作为第三届、第四届新概念作文大赛一等奖的获得者,郭敬明成功迈入文学圈。与韩寒叛逆犀利的文风不同,郭敬明的作品更加唯美细腻,聚焦青春成长的伤痛与孤独,迅速受到青少年追捧。长篇小说《幻城》《梦里花落知多少》等作品出版后,颇有商业头脑的郭敬明,成立文学创作工作室和文化传播有限公司,还推出了类似新概念作文大赛的“THE NEXT文学之星作文大赛”,成功地从“作家”转为“出版商”、从“参赛者”转为“组织者”。他还导演电影,并引发业界对《小时代》“流量电影”的讨论,又从幕后走向台前,参加了《演员请就位》《少年之名》等综艺节目。
不难发现,2010年之后,韩寒、郭敬明已经很少涉足纯文学圈,跨界之举频频,并全面开花。文学圈之外的生活,他们过得风生水起。
同样是“新概念作家”,不同于韩寒、郭敬明等人的出走,获得第三届新概念大赛一等奖的张悦然一直坚持文学创作,她也是一位山东籍80后作家。

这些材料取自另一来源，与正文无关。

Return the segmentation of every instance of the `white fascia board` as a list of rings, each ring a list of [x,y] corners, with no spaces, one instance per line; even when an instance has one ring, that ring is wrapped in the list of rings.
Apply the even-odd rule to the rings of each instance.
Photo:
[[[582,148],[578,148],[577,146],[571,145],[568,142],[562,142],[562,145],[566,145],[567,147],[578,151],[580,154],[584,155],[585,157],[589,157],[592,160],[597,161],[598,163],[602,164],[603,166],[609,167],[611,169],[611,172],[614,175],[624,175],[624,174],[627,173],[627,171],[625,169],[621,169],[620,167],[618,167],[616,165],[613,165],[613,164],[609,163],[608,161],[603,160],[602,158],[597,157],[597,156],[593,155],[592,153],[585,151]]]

2016年8月,长篇小说《茧》出版,用张悦然自己的话说,这是一部同“历史的阴影”角力的小说,也可以被解读为一部“成长小说”,而她本人也在和小说一起成长着。作者以80后一代人的视角,直面祖辈、父辈的恩怨纠葛,通过一桩骇人罪案层层抽丝剥茧的漫长过程,将几代中国人的现实际遇与心灵困境展开在读者面前。
2017年在山东师范大学举行的研讨会上,回到家乡的张悦然表达了自己的写作伦理和历史观。她说,祖辈的世界相对当代人是沉默、威严的,这种威严会伤害到不同时代人的对话意愿,只能用感觉上的真实通过小说来发声。“人的过去是不被遗忘的,历史是内心的真实,历史会伴随我们成长,使得‘茧’不断成熟。我们在‘茧’中找寻出口,由‘茧’启发,在‘作茧自缚’与‘破茧而出’之间,我们选择后者。”
“《茧》这部作品,折射出张悦然对历史命题的思考与探索。”山东大学文学院教授马兵接受记者采访时提及,张悦然在保持对人物内心世界的细腻呈现、世情冷暖的幽微刻画等写作手法的同时,开始关注厚重的时代话题与现实命题。顾广梅认为,《茧》与以往的成长书写显著不同的是,集中书写了漫长、孤独和匮乏的童年期,男女主人公寻父的过程实际上是寻找精神之父、象征之父,而历史是最大的象征之父,通过与其抗辩性的对话完成对父亲镜像的认同,她坦陈母女关系的建构比起父女关系显得扭曲,母亲形象的塑造在小说中多少有些令人沮丧。
“鲁军新力量”正获得关注
除却张悦然,通过传统文学“出场方式”走进文坛的80后作家中,不乏山东籍青年。马兵表示,客观地说,就创作的实绩和社会反响而言,山东青年小说家群体并没有走在全国前列,但他们中的代表,包括80后的魏思孝、程相崧、乔洪涛、老四都没有沉陷于某种青春写作的媚俗或恶趣味之中,而是力求作为一个时代的记录者,记录下比他们的年纪更重要的关于“历史年纪”的记忆。顾广梅也对“鲁军新力量”给予极大肯定和殷切期盼。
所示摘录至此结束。